Se a companheira souber seu papel e, consequentemente, o homem
souber o dele (não excluindo aí casais homossexuais
em que sempre alguém assume o papel feminino e o outro
o masculino – por mais suave que seja essa execução
de papéis), nasce daí uma grande relação
entre dois seres e, por que não?, uma relação
efetiva também com o ambiente, pois se funcionam juntos,
passam a funcionar com outros também, elevando um deles,
ou mesmo ambos, ao sucesso.
Aquele que está “por trás” do sucesso
do outro funciona como um guia, alguém que controla seus
passos, dá um rumo para as ações, controla
quando e como suas atitudes serão executadas. É
um radar. Entretanto, uma relação tem um retorno,
um feedback, e nessa volta é que se notam determinados
limites. Se por um lado um é controlador e espera respeito
às suas imposições, deve também,
por sua vez, proporcionar determinadas regalias em certos momentos,
mesmo que seja recompensar aquele que se propôs a “andar
na linha”. Na sua linha.
Foi passando nas belas vias bem pavimentadas da marginal que
senti este pensamento me ofuscar. Por essa São Paulo
um tanto apressada, um tanto parada e sempre em movimento. Na
verdade, pergunto-me se foi o pensamento que me ofuscou ou se
foi o flash do radar fotográfico de velocidade quem o
fez.
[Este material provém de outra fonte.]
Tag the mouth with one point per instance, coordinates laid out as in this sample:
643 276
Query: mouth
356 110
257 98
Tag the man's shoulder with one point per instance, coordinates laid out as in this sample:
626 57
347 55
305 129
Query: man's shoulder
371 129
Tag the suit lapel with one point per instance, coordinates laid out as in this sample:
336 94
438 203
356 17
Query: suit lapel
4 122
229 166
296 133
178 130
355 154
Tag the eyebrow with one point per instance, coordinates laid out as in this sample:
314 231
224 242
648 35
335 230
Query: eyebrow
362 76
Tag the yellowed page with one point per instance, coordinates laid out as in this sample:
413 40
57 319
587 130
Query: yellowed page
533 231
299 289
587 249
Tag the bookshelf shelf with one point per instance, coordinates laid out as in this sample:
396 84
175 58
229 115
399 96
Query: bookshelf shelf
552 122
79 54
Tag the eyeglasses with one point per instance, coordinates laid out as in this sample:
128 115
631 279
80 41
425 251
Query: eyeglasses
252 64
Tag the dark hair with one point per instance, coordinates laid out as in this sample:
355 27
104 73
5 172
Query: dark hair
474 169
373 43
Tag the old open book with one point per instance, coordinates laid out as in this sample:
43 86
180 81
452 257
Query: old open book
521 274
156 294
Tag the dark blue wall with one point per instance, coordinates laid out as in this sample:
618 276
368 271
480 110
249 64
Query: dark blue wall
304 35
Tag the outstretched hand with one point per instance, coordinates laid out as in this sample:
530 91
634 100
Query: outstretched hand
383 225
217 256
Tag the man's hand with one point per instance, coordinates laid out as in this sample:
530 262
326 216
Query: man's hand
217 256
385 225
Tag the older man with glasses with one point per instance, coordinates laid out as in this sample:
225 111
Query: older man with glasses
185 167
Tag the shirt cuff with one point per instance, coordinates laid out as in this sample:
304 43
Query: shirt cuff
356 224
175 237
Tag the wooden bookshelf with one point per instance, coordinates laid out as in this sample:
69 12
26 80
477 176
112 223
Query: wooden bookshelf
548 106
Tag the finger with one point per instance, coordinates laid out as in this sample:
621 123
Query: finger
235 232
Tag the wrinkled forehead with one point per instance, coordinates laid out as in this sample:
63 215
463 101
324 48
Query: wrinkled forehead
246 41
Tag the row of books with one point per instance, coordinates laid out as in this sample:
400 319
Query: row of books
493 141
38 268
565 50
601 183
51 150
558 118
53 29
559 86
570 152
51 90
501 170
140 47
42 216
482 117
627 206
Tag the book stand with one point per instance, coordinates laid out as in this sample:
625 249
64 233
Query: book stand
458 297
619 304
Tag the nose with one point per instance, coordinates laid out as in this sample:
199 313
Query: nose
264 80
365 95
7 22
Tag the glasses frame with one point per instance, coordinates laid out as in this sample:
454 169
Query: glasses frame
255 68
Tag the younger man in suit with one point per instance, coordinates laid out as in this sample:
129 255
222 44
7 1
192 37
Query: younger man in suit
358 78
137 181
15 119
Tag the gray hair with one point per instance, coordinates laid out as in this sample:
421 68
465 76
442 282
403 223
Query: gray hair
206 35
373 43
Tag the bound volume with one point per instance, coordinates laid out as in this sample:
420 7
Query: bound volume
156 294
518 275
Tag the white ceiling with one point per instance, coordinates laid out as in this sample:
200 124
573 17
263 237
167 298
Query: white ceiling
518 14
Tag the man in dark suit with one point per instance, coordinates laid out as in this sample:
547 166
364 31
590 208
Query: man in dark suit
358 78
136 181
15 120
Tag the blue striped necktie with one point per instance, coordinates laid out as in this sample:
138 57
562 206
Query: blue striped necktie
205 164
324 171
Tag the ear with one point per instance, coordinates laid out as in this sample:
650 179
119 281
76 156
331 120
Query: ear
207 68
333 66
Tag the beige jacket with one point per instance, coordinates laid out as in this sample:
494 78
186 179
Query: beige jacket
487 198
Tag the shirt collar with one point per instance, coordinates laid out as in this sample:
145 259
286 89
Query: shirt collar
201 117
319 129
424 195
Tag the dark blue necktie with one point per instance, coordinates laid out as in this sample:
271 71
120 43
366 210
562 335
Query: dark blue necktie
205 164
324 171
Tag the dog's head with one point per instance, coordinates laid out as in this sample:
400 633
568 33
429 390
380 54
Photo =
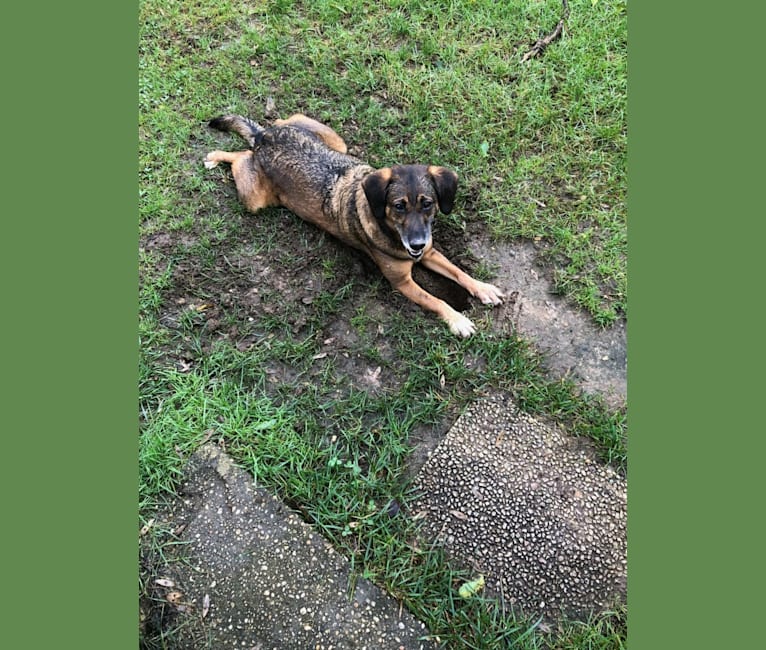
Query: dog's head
405 198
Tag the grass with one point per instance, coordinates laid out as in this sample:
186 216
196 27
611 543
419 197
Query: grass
540 149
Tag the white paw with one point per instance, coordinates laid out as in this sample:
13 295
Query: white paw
489 294
462 326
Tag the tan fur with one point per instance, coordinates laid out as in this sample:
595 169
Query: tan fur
302 164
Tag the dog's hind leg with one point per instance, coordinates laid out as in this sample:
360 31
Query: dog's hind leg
324 132
253 188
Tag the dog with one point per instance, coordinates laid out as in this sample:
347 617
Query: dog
303 165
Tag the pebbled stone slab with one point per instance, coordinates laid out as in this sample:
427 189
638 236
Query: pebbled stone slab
529 508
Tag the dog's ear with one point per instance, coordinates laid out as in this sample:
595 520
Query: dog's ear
375 186
445 183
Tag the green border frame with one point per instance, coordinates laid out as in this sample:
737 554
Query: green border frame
70 313
70 339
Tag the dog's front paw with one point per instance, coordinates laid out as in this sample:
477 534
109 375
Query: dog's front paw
489 294
461 326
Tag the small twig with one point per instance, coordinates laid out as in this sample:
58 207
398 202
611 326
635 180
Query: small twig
539 47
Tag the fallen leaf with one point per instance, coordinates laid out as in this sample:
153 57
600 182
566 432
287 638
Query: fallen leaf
471 588
174 597
205 605
146 527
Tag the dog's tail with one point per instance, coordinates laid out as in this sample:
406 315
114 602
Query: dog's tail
246 128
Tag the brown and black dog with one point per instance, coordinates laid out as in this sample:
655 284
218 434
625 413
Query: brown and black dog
302 165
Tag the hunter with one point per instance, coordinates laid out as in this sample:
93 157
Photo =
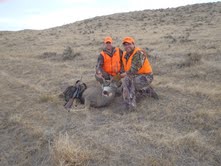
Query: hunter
138 73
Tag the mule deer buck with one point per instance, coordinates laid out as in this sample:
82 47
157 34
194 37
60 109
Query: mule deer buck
93 96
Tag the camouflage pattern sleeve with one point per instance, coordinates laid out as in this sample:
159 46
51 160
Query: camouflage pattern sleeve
137 62
99 66
121 62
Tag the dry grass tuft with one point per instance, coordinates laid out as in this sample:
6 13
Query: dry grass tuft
44 98
66 153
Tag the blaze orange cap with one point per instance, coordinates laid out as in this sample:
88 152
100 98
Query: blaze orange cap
108 39
128 40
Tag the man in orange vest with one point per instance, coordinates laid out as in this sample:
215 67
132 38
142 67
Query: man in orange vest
138 73
109 63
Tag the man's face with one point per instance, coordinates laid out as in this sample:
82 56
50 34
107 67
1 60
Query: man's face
108 45
128 47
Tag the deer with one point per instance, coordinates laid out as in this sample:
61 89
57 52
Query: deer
91 96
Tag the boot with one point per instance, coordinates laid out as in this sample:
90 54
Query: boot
150 92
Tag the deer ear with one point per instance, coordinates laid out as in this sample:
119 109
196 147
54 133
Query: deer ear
77 81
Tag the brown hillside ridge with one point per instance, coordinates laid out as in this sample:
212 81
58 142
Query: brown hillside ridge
183 127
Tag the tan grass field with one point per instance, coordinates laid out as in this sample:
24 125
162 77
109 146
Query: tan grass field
182 128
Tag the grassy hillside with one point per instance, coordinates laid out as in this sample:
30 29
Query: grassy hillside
182 128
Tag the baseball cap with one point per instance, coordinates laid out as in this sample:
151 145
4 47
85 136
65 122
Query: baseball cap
108 39
128 40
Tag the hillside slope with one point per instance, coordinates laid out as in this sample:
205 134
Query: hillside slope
182 128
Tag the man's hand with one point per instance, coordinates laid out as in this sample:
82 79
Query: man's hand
123 75
117 77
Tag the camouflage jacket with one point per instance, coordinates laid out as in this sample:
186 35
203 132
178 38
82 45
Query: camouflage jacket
137 61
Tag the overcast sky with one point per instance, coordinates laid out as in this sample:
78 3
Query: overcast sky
42 14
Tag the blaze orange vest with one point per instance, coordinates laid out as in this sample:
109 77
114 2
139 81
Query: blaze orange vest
145 69
112 64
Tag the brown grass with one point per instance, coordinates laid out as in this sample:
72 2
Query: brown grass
66 152
181 128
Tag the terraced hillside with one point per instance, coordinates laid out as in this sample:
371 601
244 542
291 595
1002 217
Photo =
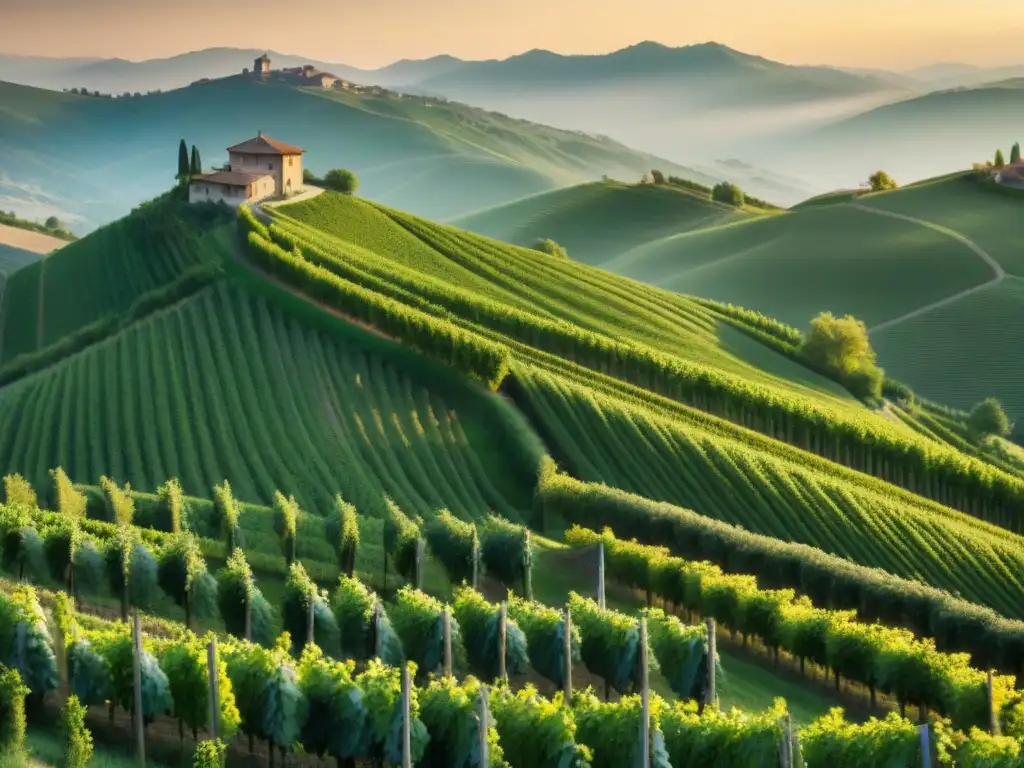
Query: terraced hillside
598 221
174 395
933 268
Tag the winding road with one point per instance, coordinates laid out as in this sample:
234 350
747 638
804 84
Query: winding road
980 252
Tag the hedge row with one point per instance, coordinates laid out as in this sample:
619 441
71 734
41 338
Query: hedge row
991 640
468 353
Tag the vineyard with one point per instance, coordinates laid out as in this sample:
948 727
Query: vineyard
590 318
598 221
172 396
602 440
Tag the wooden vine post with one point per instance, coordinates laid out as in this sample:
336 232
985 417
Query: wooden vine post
644 698
136 641
446 635
483 726
407 708
712 693
567 657
503 617
212 676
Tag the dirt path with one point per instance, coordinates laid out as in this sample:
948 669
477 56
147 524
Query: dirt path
980 252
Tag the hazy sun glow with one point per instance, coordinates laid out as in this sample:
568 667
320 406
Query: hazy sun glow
371 33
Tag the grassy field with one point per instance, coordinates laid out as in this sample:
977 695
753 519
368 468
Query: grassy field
829 258
598 221
175 395
438 160
105 274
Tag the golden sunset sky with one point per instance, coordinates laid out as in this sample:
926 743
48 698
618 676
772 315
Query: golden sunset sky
372 33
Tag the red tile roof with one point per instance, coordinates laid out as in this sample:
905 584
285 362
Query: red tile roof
265 145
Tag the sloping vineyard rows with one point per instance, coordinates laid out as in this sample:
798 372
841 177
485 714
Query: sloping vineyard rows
829 582
880 657
603 441
105 273
331 709
820 425
174 396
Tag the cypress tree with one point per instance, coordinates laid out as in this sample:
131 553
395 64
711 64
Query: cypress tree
182 160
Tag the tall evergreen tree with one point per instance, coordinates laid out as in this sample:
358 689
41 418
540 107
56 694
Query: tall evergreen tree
182 160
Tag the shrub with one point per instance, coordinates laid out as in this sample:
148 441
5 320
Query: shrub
548 246
342 528
727 193
77 738
342 180
18 491
210 754
987 418
880 181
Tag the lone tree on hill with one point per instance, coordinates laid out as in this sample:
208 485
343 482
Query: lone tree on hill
341 179
182 161
728 193
841 347
548 246
988 418
880 181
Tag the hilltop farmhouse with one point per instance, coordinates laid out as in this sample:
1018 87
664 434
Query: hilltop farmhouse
257 169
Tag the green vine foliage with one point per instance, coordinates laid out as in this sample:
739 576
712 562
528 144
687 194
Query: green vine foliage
545 631
210 754
612 730
729 739
479 623
353 610
342 528
75 734
507 554
338 724
26 645
382 687
418 621
18 492
610 645
537 731
400 537
236 587
450 711
300 591
454 543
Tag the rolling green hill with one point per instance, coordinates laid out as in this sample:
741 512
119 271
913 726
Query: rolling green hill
598 221
338 345
920 265
434 158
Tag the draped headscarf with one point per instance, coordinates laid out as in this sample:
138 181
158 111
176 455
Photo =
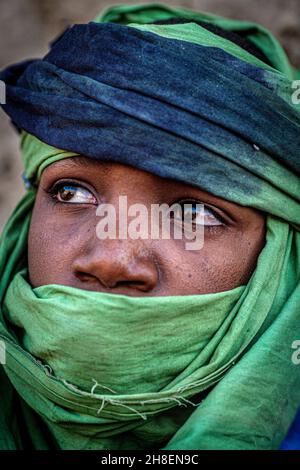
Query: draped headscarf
181 102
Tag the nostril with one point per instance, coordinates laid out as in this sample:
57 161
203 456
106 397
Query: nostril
85 277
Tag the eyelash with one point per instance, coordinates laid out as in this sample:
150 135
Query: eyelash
53 190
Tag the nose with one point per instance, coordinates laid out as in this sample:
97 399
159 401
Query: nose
121 266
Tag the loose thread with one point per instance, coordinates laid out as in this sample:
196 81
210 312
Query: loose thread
96 384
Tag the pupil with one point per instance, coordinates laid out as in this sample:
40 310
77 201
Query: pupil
67 194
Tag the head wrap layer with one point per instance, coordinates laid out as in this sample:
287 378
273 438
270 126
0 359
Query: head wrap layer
182 103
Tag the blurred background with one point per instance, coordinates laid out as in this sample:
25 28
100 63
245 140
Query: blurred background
27 26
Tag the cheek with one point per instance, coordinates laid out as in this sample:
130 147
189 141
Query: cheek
222 264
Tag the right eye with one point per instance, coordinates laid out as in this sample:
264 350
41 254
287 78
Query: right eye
72 193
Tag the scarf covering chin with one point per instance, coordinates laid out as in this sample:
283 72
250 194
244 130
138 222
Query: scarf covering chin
182 103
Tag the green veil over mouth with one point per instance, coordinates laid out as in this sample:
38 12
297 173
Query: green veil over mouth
88 370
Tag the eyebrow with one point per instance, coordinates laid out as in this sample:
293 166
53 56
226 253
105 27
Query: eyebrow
73 161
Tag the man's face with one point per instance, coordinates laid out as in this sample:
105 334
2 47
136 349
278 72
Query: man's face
64 248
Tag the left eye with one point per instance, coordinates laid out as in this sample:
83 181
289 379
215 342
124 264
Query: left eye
199 214
73 194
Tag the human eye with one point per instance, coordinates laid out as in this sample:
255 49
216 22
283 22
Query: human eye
196 212
72 193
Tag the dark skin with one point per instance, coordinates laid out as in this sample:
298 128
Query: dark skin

Com aquela atenção desatenta que só
temos quando fazemos coisas às quais já estamos
mais que acostumados (quem nunca se pegou cantando uma música
e, de repente, percebeu que tinha se esquecido que a estava
cantando, mas não parou de dizer as frases? Um ato falho
musical, por assim dizer), foi que me dei conta do que tinha
ocorrido. Levara uma multa, simples assim.

Fui verificar e vi que já tinham sido instalados mais
de 200 radares pela cidade (que conste aqui que a verificação
foi feita depois, em meu lar – que me perdoem os prevenidos,
mas não me é um costume carregar estatísticas
ao bolso). Radares estes que já aplicam mais de 60 mil
multas por mês e, tirando minha distração,
são cerca de 59 mil motivos diferentes por mês
reduzidos a um argumento único e simplista: “estavam
acima da velocidade permitida”.
Radares controlando nossa velocidade, agora controlando se estamos
parando ou não sobre a faixa de pedestres. Como um argumento
maquiavélico, estes aparelhos se apresentam a nós,
não como uma grande pena, mas, segundo “o rei do
príncipe”, como a certeza da punição,
o que, pelo que me consta até o momento, não evitou
infrações. E eles continuam ofuscando algumas
noites velozes e desatentas.
São Paulo é nossa cidade, nossa companheira, um
tanto promíscua se formos contabilizar todos os seus
11 milhões de companheiros, mas mesmo assim a grande
companheira por trás de seus habitantes. Ela nos controla,
entre outros meios, por seus radares. Todavia, temos aí
um problema paradoxal, contraditório, principalmente
a partir do momento em que aceitamos a afirmação
inicial sobre companheirismo, guias e recompensas por manipulação
aceita. Ela não é leal!
Trafegar acima da velocidade permitida é infração
e deve ser punida como manda a lei, ficando bem claro que não
quero me isentar de nenhuma culpa aqui. Entretanto, é
inevitável me sobrar uma questão escorregando
de alguns pensamentos derretidos por esse calor do concreto
um pouco mais cinza sem as propagandas: não há
lealdade, fidelidade, ao contrato subentendido. Fazendo algumas
verificações (também num outro momento
que não o do carro no instante do flash), lembrei da
legislação de trânsito e vi que, se é
proibido trafegar acima da velocidade permitida, também
é proibido trafegar abaixo da metade da velocidade máxima.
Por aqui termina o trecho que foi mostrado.